J’atteignis ainsi l’âge respectable de sept cents ans en relative bonne santé et connus l’honneur d’être classée Monument Historique. Cela ne m’empêcha pas d’avoir par la suite quelques problèmes au niveau de mes arcs-boutants ou de l’entablement de mon portail, mais quelle vieille dame ne connaît ce genre d’ennuis…

La Seconde Guerre Mondiale faillit bien me porter un coup fatal. Le bombardement de juin 1940, qui fit tant de dégâts aux alentours des ponts, creva ma voûte, souffla mes restes de verrières et ma rosace, éventra ma chapelle Saint-Louis, et décoiffa une partie de mes toitures. Du mobilier de ma nef, ensevelie sous les décombres, il ne survécut pas grand-chose, et mon buffet d’orgues dangereusement ébranlé s’effondra dans les mois qui suivirent. Que de pauvres gens ont été tués par les bombes, alors qu’ils croyaient trouver refuge à l’ombre de mes murs !

Commencèrent alors les années de restauration. La vie paroissiale se poursuivit dans mes chapelles Sud, moins meurtries ; on les avait séparées du chantier par un muret de briques.

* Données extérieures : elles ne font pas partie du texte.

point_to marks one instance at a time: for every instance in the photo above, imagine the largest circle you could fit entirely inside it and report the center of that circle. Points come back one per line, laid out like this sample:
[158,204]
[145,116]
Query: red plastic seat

Encore convalescente, je reçus Notre-Dame de Boulogne en 1945, lors de son passage à Montereau. Peu à peu, je reprenais vie. On a refait de nouveau le dallage de ma nef, en pierre blanche unie cette fois. On a refondu la plus petite de mes cloches qui avait été détériorée ; la nouvelle-née reçut le nom de Catarina Maria Margarita Jacoba lors de son baptême en 1958. On a remis des vitraux à mes fenêtres du chœur et du chevet, et du verre blanc partout ailleurs. Seule ma rosace, sans doute plus fragile, a été bétonnée, ce qui alourdit sensiblement l’ensemble de ma Façade. Mon nouvel orgue, de facture moderne et d’humeur vagabonde, installé d’abord dans une de mes chapelles Sud, trône maintenant au milieu du chœur où sa présence ne devrait être, à mon avis, que provisoire, car, tout comme le maître-autel encombrant déménagé en 1723, il bouche la vue sur l’abside et rompt la perspective générale. Peut-être le XXI° siècle résoudra-t-il ces petits problèmes, j’ai tout l’avenir devant moi…

Mes chapelles dépouillées des ornements nombreux et souvent superflus dont les avait parées le XIX° siècle, ont retrouvé cette simplicité première qui porte à la prière et la méditation, et conserve à mes vénérables pierres toute la dignité qu’ont voulue pour elles mes lointains bâtisseurs.

Aujourd’hui j’ai huit cents ans.

Si Dieu le permet et si les hommes y veillent, j’espère vivre encore longtemps au sein de ma cité, et partager au fil des siècles les peines et les joies de ses habitants.

Paule FIÉVET

 

Glossaire

  • CHAPITRE :  (on dit aussi Collège) ensemble des chanoines destinés à l’origine au service d’un évêque et de sa cathédrale pour donner plus d’éclat aux cérémonies, puis par la suite au service d’églises n’ayant pas d’évêque. d’où le nom de Collégiale.
  • CHEVET : la partie de l’église située derrière le chœur. On l’appelle aussi abside.
  • FABRIQUE : organisme chargé, avant la séparation de l’Église et de l’État en 1905, de gérer les biens de la paroisse.
    Ses membres s’appelaient fabriciens ou marguilliers.
  • RETABLE : ornement plus ou moins sculpté placé contre le mur, derrière et au-dessus de l’autel d’une église.